Right now the story dominating headlines is, of course, the leaked Supreme Court memo indicating that come June, Roe vs. Wade will no longer be the law of the land. This really shouldn’t come as a surprise, since Senate Republican majority leader Mitch McConnell blocked President Barack Obama from appointing centrist Merrick Garland to the Court in favor of letting the next president fill the seat. The next president was, of course, Donald Trump, who was able to place three Federalist Society judges on the nation’s highest court over the span of his four-year term. That all but assured the end of Roe vs. Wade, as the Federalists have had their sites set on outlawing abortion for years.

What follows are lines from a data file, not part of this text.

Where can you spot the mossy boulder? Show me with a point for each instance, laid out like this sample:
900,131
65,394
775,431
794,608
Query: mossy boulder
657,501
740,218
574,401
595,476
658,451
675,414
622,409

The religious right are cheering the impending end of abortion rights because they would really like to see a government based on their particular worldview franchise, but let’s be clear, this has nothing to do with the life of the fetuses that never become children. In face, the religious right and the Federalist Society have two completely different agendas here. Let’s break them down.
For the religious right, this is about forcing women to carry babies to term, and failing to do so makes them “murderers.” This includes cases of rape, incest and where the mother’s life is endangered by the prospect of carrying a baby to term. By the way, some 60% of Americans polled believe abortion should be legal in some or all cases, and in a Democracy the majority tends to hold sway. Of course, America has not been a true Democracy for quite some time. So after the Supreme Court’s decision is codified, the federal law protecting a woman’s right to choose her own healthcare options will be struck down and the religious right (minority) will declare victory. The majority/losing opinion on the subject will be still be heard in the form of those folks who are currently demonstrating at the houses of the deciding Justices.

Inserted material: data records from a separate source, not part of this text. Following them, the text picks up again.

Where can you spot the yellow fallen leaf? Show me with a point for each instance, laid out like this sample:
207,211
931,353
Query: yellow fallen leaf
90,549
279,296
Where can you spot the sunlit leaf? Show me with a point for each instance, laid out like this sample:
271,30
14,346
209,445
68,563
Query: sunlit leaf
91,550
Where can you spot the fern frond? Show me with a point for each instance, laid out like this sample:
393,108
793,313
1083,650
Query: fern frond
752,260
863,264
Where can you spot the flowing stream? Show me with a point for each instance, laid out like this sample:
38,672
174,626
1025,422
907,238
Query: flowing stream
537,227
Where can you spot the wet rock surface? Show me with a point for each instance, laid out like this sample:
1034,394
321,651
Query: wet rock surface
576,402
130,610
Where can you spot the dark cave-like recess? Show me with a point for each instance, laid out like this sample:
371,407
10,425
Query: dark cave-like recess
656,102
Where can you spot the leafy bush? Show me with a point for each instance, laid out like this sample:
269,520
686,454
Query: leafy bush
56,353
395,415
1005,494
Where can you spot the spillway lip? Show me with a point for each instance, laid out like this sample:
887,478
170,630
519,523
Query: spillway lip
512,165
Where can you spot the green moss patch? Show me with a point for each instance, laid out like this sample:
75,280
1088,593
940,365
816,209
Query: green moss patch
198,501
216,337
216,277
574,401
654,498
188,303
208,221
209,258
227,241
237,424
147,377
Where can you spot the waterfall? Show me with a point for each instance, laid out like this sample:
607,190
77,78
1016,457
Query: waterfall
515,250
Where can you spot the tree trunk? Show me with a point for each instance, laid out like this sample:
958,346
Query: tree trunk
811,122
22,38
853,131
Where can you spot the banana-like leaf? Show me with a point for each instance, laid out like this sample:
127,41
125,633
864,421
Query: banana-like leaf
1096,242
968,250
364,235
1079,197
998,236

For the Federalist Society, this is about doing away with any federal government regulations that were not specifically spelled out in the US Constitution (as they interpret it). They would prefer to let states make their own laws and limit the overall power of the federal government. That sounds all well and good, but as the United States there are some fairly universal rights that we like to think we stand for as a country, among them a person’s right to make their own healthcare decisions. The problem is, there is a genuine fear that with the Federalists will now begin a cascade of repealing hard-fought freedoms.
“It’s appalling because it doesn’t just chip a little piece off Roe v. Wade,” Massachusetts Democratic Senator Elizabeth Warren said recently. “It takes a pickax to it and in doing so, it opens up the risk of losing a whole stack of other rights that we’ve come to depend on.”

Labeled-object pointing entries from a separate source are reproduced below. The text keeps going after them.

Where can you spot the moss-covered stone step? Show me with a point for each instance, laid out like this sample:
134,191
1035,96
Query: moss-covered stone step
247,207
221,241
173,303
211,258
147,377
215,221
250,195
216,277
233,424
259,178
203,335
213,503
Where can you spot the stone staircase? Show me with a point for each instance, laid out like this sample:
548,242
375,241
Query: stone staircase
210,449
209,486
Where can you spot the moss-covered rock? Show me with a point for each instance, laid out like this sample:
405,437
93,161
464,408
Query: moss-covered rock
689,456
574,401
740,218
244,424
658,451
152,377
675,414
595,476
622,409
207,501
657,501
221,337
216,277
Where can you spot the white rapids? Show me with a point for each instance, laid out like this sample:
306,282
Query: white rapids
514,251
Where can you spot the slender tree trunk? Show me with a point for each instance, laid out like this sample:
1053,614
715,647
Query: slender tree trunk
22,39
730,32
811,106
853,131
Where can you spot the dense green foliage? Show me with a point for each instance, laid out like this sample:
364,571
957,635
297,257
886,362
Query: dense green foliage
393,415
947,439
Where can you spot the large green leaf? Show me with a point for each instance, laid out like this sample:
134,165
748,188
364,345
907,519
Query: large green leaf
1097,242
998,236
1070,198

Next on the agenda is rumored to be the Marriage Equality Act, which allows same-sex couple to wed.
I will never have an abortion, nor will I be the cause of one. The issue is not personal to me, and neither is gay marriage, other than the fact that I have friends who are gay and happily married. What worries me is what else might be waiting as we slide down this slippery slope. There has been a sharp rise in conspiracy theorists, racists and generally just crazy people in government of late and I would hate to see their views become the laws of the land in states across the country. Much like The Bible, The Constitution is very much open to interpretation and the viewpoints it represents are those of people who came from a much simpler society with less complicated lives to govern. In many cases, attempting to apply those ancient viewpoints to modern situations is as anachronistic as suggesting Moses should have escaped Egypt on a 747.
If this issue was really about the life of a child, and if the right-wing politicians were truly concerned about it for that reason, those same politicians would also be the leading advocates for free prenatal care, paid maternity and paternity leave, high quality early childhood education and funding the best educational system on the planet. You probably don’t need Google to tell you whether or not that is the case. If you do, go ahead.
I’ll wait here.
Welcome back! As you found, those advocating for the birth of every child conceived are also vehemently against pretty much anything that would benefit the children after they are born. I have come to call those folks “Pro Birth” instead of their chosen “Pro Life” moniker. But let be clear, at its core this issue is really not about babies.
What’s really at issue here is something about which the Founding Fathers were in 100% agreement: separation of church and state. Remember that the primary reason those European refugees came to what we call America was because they were fleeing the tyranny of the Church of England. They had had more than enough of the Church usurping their human rights and taxing them into oblivion so they went looking for a fresh start somewhere else. Many of the most notable founders – George Washington, Thomas Jefferson, Benjamin Franklin, James Madison and James Monroe, in particular – were deists, and therefore did not hold Christian doctrine to be of particular use. Jefferson even produced his own version of the New Testament without any of Jesus’ purported miracles because he did not find them to be credible or necessary accounts. To put it bluntly, they wanted a society not governed by one group’s religious doctrine.
It’s disappointing that a couple of hundred of years later we are working to become the very kind of society from which those Founders fled.
-B
Would you agree that the issue is about power and control? I’m with you that it’s not about the health and well being of children, or future people. Rather whose will is paramount. God’s? his? her’s? the people’s? the voter’s? the righteous?